The Whac-A-Mole game of online abuse (e.g., malware, fake-AV) has provided cybercriminals with a strong evolutionary pressure to cooperate, and become masters of disguise. To survive, they collaborate: each cybercriminal specializes in one area of expertise, such as cloaking or exploit writing, and together they contribute to a modular malware-distributing infrastructure. These shared frameworks have become quite robust to takedowns, by being stealthy and avoiding single points of failure. When they get caught, they react quickly to continue operating; the current prevalent defenses, such as blacklists and AntiViruses, are left in chronic need of catching up.

In this dissertation, we show how cybercriminals tap into the safe Internet routines of unsuspecting users, to redirect them to their own sites so to exploit them, via both malware and social engineering. We present a study on how cybercriminals can do so even on the most popular Internet sites, such as hbo.com, by compromising the weakest links in the trust relationships between sites.

We then study how cloaking software misdirect security researchers and companies, making malicious sites appear inconspicuous to their security crawlers.

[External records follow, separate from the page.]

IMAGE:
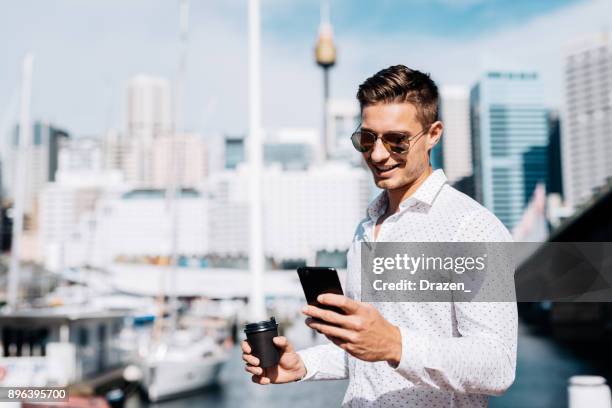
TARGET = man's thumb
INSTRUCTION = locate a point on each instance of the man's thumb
(282, 343)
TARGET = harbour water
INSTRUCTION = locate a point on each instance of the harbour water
(543, 368)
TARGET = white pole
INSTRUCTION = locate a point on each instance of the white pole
(256, 258)
(25, 130)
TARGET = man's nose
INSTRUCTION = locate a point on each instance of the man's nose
(379, 153)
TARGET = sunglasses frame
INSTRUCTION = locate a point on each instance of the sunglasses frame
(407, 138)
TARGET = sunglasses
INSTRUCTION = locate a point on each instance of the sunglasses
(395, 142)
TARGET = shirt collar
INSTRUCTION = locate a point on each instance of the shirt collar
(426, 194)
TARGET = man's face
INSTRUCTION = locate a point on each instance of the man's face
(391, 170)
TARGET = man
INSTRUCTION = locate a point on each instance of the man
(414, 354)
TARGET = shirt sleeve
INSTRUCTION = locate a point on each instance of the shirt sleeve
(482, 360)
(324, 362)
(481, 356)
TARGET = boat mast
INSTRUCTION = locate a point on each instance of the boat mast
(174, 188)
(256, 255)
(23, 145)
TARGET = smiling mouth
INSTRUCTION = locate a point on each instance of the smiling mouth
(386, 169)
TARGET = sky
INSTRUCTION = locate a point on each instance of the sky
(85, 51)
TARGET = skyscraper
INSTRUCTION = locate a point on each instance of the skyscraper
(148, 116)
(42, 161)
(456, 143)
(587, 126)
(509, 139)
(343, 117)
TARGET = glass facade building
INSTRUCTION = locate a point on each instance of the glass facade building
(509, 141)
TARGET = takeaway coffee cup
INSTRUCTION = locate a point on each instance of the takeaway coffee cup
(259, 337)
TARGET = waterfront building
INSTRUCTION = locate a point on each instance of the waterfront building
(509, 137)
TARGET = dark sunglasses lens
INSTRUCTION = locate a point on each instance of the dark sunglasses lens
(396, 142)
(363, 141)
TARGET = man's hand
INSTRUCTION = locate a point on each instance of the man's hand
(362, 331)
(290, 367)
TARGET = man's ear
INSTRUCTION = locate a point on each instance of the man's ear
(435, 133)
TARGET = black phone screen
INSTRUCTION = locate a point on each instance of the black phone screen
(316, 280)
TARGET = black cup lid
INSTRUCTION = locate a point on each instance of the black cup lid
(261, 326)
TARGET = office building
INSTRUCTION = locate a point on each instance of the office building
(148, 116)
(587, 126)
(189, 166)
(456, 143)
(42, 162)
(343, 118)
(509, 138)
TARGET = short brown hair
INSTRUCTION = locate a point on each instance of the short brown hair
(399, 83)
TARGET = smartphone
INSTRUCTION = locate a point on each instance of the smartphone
(316, 280)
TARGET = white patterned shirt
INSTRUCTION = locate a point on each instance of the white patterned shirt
(454, 354)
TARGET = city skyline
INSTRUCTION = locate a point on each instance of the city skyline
(80, 72)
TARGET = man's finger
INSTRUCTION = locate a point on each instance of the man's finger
(282, 343)
(253, 369)
(331, 299)
(329, 316)
(329, 330)
(250, 359)
(246, 347)
(258, 379)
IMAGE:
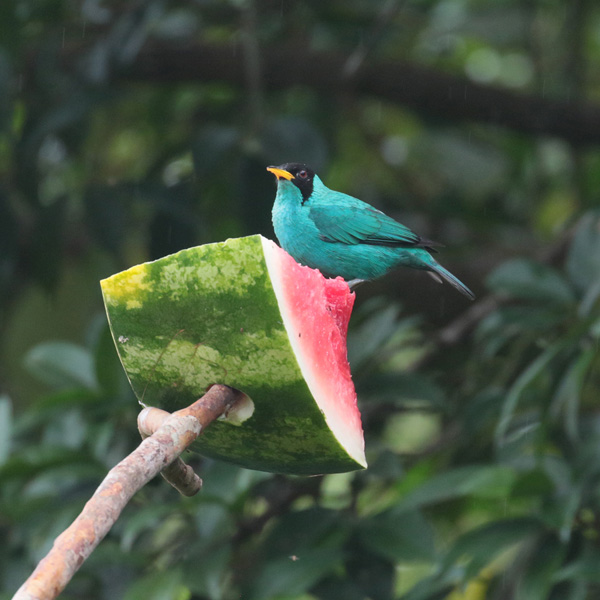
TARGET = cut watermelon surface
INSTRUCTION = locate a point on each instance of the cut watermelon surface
(244, 313)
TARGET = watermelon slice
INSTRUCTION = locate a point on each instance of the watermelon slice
(244, 313)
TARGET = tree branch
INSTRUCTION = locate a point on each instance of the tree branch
(422, 89)
(174, 434)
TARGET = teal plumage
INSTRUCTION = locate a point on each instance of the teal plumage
(343, 236)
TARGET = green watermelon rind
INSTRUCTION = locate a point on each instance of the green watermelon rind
(208, 315)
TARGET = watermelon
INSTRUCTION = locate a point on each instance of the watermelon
(244, 313)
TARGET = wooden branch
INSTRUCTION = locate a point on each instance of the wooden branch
(172, 435)
(428, 91)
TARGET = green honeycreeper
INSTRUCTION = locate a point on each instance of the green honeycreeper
(343, 236)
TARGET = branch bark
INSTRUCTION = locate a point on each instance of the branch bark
(174, 434)
(422, 89)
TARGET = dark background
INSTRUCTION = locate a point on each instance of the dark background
(130, 130)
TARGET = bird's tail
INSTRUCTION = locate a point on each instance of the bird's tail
(437, 269)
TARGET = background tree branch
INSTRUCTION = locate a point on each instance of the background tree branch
(428, 91)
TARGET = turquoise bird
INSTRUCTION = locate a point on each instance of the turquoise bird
(343, 236)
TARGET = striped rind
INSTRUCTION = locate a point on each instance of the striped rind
(209, 314)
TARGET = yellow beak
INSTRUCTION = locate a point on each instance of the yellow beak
(280, 173)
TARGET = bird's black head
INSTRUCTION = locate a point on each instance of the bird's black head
(301, 175)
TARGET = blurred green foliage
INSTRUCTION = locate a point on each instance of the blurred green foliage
(482, 421)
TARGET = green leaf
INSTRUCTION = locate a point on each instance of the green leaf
(6, 427)
(528, 280)
(583, 260)
(540, 569)
(567, 397)
(398, 535)
(526, 377)
(299, 532)
(485, 481)
(292, 575)
(161, 585)
(62, 364)
(411, 389)
(482, 544)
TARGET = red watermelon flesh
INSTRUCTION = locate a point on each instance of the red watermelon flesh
(316, 312)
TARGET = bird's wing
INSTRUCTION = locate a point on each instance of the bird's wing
(351, 221)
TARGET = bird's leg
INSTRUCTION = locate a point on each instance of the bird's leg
(354, 283)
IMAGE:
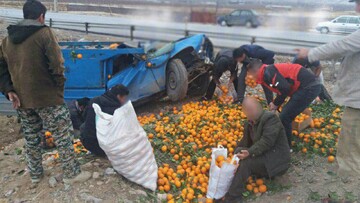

We analyze top-shelf cloaking software to surface their most innovative capabilities, and we build an anti-cloaking pipeline to measure the level of sophistication of cloaking in the wild.

Moreover, we passively detect these stealthy malicious distribution networks, leveraging telltale signs which may seem innocuous when closely monitoring single users getting compromised, but become incriminating evidence when aggregating the collective traffic of their victims. Thanks to this novel approach, we detect previously unknown malicious software that evades blacklists and AntiViruses, and we discover how ISP caching servers, which are deployed to ameliorate their clients' Internet connectivity, can inadvertently contribute to malware-distribution campaigns.

Finally, we observe how automation, content spinning, and templating, employed by cybercriminals for scalability, generate content that can be traced back to the same source. We leverage this insight to actively explore these distribution networks, so to discover their various doorways efficiently.